The first factor that explains the difference between fame and sales is that most of the times the consumer is not aware that he is drinking Canadian whiskey. There is hardly any publicity associated with Canada and whiskey, so, many brands advertise themselves as "whisky" and not specifically as "Canadian whiskey." You might be a passionate consumer of Canadian whiskey and not even know it...
The other major reason is that the Canadian whiskeys are starting to be known for their quality. In general, Canadian whiskey is smoother and lighter than Scottish whisky or Irish whisky, but not as much as American bourbon.
The secret is the use of malted rye which gives more flavors and less harsh to whiskey. Moreover, as in bourbon, corn is often used, albeit as a part of the mix of malts and not as the main ingredient, so whiskey does not become sweet.
Origin of Canadian whiskey
It is said that the first place where barley was first malted to produce whiskey in Canada was in Montreal, which would be the the birthplace of Canadian Whisky. Development processes were quickly adapted to the most common raw materials, so they started changing the malted wheat, barley or rye to corn, but only in part.
Yet there was a difference, as in many things, on the way they adapted the uses in distillation between the Anglophone and Francophone part of Canada.
In the British area hey adopted the American style, resulting in a very smooth whiskey with sweet notes, like those in British Columbia, while in the Quebec area a different style followed, with a much more powerful flavor.
At present the distilleries in Canada continue to comply with the difference of style, although each one produces both varieties of whiskey.
All Canadian whiskeys are aged in oak barrels for a remarkably high period, although barrels are rarely used for a special purpose, as the Scots do with their whiskeys ageing them in sherry casks or Sauternes, for example.
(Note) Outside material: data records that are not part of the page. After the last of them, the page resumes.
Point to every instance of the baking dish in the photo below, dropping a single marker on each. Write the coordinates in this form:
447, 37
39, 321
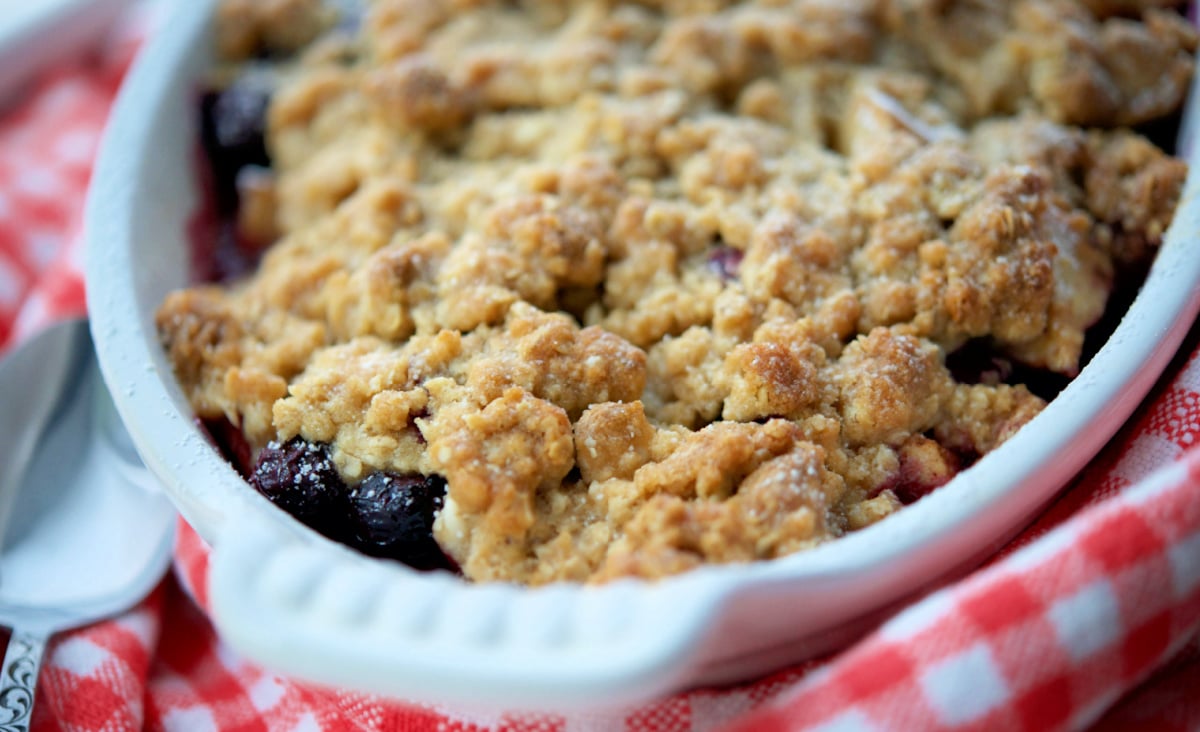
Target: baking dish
306, 606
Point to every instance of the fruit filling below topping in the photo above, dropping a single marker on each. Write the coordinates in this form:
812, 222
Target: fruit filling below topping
589, 289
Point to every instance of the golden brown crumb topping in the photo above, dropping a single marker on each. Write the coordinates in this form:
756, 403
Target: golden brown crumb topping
657, 283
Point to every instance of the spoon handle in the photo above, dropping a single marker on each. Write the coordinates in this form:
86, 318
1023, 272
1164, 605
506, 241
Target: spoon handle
22, 661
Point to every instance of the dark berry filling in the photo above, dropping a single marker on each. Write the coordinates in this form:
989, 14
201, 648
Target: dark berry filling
725, 262
387, 515
393, 516
233, 133
301, 479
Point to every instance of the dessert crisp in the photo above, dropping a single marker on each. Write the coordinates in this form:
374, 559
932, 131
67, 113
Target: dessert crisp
587, 289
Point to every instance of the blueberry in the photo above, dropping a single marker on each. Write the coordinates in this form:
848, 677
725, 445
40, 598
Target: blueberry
233, 124
300, 478
393, 516
725, 262
231, 442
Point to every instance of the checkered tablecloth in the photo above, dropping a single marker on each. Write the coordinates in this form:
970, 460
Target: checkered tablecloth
1090, 619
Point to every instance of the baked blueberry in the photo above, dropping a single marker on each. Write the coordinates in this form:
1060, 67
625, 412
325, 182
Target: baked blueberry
300, 478
725, 262
393, 516
232, 131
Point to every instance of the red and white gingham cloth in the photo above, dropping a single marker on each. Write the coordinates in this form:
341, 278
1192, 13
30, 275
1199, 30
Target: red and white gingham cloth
1092, 617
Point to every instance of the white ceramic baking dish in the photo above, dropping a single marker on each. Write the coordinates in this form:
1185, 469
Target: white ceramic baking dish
310, 607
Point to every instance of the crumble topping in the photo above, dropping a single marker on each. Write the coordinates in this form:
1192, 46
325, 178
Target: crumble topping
659, 283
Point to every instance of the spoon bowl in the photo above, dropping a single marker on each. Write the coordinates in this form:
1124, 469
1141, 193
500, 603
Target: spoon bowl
88, 532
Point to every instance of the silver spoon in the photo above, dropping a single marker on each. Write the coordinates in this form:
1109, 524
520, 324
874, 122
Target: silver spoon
85, 531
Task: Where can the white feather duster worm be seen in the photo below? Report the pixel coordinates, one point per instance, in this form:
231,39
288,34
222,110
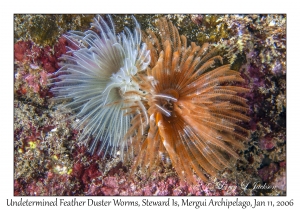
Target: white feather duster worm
96,74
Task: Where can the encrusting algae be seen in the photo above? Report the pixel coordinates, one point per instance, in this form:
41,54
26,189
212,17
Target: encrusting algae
191,106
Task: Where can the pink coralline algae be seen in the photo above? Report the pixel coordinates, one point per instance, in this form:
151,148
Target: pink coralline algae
49,161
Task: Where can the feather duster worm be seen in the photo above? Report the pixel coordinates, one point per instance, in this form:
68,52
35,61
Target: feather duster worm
96,76
194,108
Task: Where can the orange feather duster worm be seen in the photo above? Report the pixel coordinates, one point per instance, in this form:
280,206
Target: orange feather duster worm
194,108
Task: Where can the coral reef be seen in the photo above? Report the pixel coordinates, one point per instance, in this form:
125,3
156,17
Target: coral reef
48,160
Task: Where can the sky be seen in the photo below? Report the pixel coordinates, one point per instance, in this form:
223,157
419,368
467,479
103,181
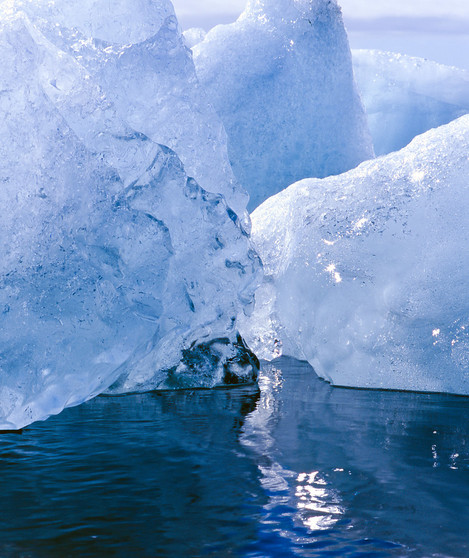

Therefore, the main differentiating factor in Canadian whiskey is the aging period, which must be indicated on the bottle.
Some breweries make use of terms such as "Rye Whisky" or "Canadian Rye Whisky" in the style of those is in the U.S. with bourbon, but this expression the only thing that shows us is we are facing a Canadian whiskey, and it is not a distinctive indication about its quality, or ingredients that have been used in its preparation, as it does with his southern neighbors.
Feel like a "Rye", a Canadian whiskey? Here you are 2 to start:
Canadian Club is the reference brand of Canadian Whiskey. And the Canadian Club is the paradigm of Canadian whiskey for its successful aging and smoothness.
Sam Barton is perhaps one of the best whiskeys in the world for its excellent value for money. Perfect for a mix drink.